Iatrogenesis, inflammation and organ injury: insights from a murine model

In the preceding issue of Critical Care, O'Mahony and colleagues [1], from the University of Washington, describe an elegant series of studies that probe the capacity of two relatively trivial insults to synergize to produce remote organ injury. The first of these insults is microbial (intraperitoneal challenge with lipopolysaccharide) and the second is iatrogenic (mechanical ventilation at a conventional tidal volume). Their observations echo those of others [2, 3], namely that the synergistic interaction of two subclinical insults can result in clinically important organ injury that is much more severe than might be predicted on the basis of either of the two component insults. This observation – colloquially termed the 'two-hit hypothesis' of multiple organ failure – represents an important refinement in our understanding of the way in which activation of innate immunity can produce the phenotypic alterations of critical illness. In study conducted by O'Mahony and colleagues, pulmonary exposure to endotoxin was without significant sequelae and mechanical ventilation alone had only a minimal impact in evoking an inflammatory response in the lung. However, the same mode of mechanical ventilation, applied to a lung that had previously been exposed to endotoxin, evoked a striking increase in lung chemokine production and release of interleukin-6, an increase in circulating levels of tumour necrosis factor (TNF), and histological evidence of renal and hepatic injury, even in the absence of significant local pulmonary injury.

The mechanism of remote organ injury in this model is unknown; its unravelling promises to provide important new insights into the mechanisms of acute organ injury. The authors did not measure blood pressure, and acknowledge that it is possible that renal and hepatic hypoperfusion are responsible for the injury documented, although the histological features were not characteristic of ischaemic injury. Others have documented a role for the proapoptotic molecule soluble Fas ligand (sFasL) in remote organ injury associated with injurious strategies of mechanical ventilation in an animal model of acid-induced acute lung injury [4]. Although evidence of apoptosis was not detected in the study conducted by O'Mahony and colleagues, absence of the markers evaluated (cleaved caspase-3 and sFasL) does not entirely exclude the possibility that increased rates of apoptosis occur in this model.
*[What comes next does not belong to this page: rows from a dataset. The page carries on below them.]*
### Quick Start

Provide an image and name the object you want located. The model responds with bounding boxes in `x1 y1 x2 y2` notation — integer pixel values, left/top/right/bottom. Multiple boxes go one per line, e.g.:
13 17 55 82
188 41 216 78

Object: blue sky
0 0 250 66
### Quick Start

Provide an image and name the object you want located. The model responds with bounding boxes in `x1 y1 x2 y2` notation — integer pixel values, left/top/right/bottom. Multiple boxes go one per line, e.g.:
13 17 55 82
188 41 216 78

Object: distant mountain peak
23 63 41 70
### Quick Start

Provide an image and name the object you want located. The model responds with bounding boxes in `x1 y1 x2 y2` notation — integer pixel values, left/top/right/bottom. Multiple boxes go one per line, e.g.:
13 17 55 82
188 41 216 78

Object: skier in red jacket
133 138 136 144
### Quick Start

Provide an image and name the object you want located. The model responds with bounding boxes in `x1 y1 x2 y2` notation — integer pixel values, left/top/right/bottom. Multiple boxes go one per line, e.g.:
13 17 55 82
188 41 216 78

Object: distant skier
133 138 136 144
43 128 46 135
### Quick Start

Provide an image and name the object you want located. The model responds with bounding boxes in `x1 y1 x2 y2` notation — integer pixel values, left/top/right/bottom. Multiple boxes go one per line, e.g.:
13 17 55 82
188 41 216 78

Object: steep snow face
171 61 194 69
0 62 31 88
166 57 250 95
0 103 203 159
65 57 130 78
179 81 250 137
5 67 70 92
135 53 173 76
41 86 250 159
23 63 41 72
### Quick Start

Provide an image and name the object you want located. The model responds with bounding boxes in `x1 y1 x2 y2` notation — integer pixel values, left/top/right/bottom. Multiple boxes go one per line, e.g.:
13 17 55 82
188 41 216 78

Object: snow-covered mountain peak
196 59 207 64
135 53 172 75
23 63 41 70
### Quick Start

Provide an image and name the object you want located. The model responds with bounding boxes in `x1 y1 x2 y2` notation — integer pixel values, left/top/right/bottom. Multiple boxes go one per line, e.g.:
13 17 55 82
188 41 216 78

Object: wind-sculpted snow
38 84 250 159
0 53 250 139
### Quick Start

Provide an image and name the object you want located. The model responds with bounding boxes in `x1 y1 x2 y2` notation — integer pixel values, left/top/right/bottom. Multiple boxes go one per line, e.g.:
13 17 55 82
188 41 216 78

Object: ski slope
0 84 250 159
Indeed, TNF bears many similarities to sFasL, each engaging a receptor of the CD95 family of death receptors (TNFR1 and Fas, respectively), which are responsible for initiating apoptosis in response to signals from the environment [5]. Priming for an exaggerated procoagulant response, for altered microvascular reactivity, or for mitochondrial dysfunction all represent hypothetical mechanisms that are consistent with prevalent views on the pathogenesis of acute organ injury in sepsis [6–8].

However, study of the cellular mechanisms of altered responsiveness to sequential insults is also revealing that cellular pathways leading to inflammatory gene expression can become altered or reprogrammed. Powers and her colleagues [9], for example, recently reported that oxidant species generated during haemorrhagic shock stimulate the translocation of Toll-like receptor 4 to lipid rafts in the membrane of macrophages, and so render the cell more responsive to subsequent stimulation by lipopolysaccharide. Also, multiple lines of evidence show that complement activation or a variety of inflammatory stimuli can prime neutrophils for an augmented respiratory burst in response to microbial products such as zymosan or fMLP (formyl-met-leu-phe) [10]. The critical concept here is that one acute injurious insult can modify the cellular response to a second insult, and so either amplify or attenuate that cellular response. Critical illness can readily be conceptualized as a process of repetitive acute insults, starting, for example, with an acute life-threatening insult such as multiple trauma and haemorrhagic shock. It then evolves in response to a series of sequential and poorly understood insults including massive fluid resuscitation, mechanical ventilation, vasoactive therapy and nosocomial infection, and the ecological derangements induced by broad-spectrum antibiotic therapy.

Clearly, the work reported by O'Mahony and coworkers [1] is at best a crude approximation of this complex clinical process; acute illness cannot be reliably replicated with a single animal model [11]. Rather a model provides an investigator with an opportunity to probe one discrete dimension of a complex state, and so to gain mechanistic insights that are only poorly perceptible through the cacophony of interventions and responses that are present during the course of critical illness. However, it is intriguing that the pattern of acute renal and hepatic injury seen in the sequential hit model used by O'Mahony and coworkers reflects the pattern of organ dysfunction seen in the landmark ARDSNet study, attenuated by the use of a low tidal volume ventilatory strategy [12]. We look forward to the mechanistic insights that their ongoing studies promise to provide.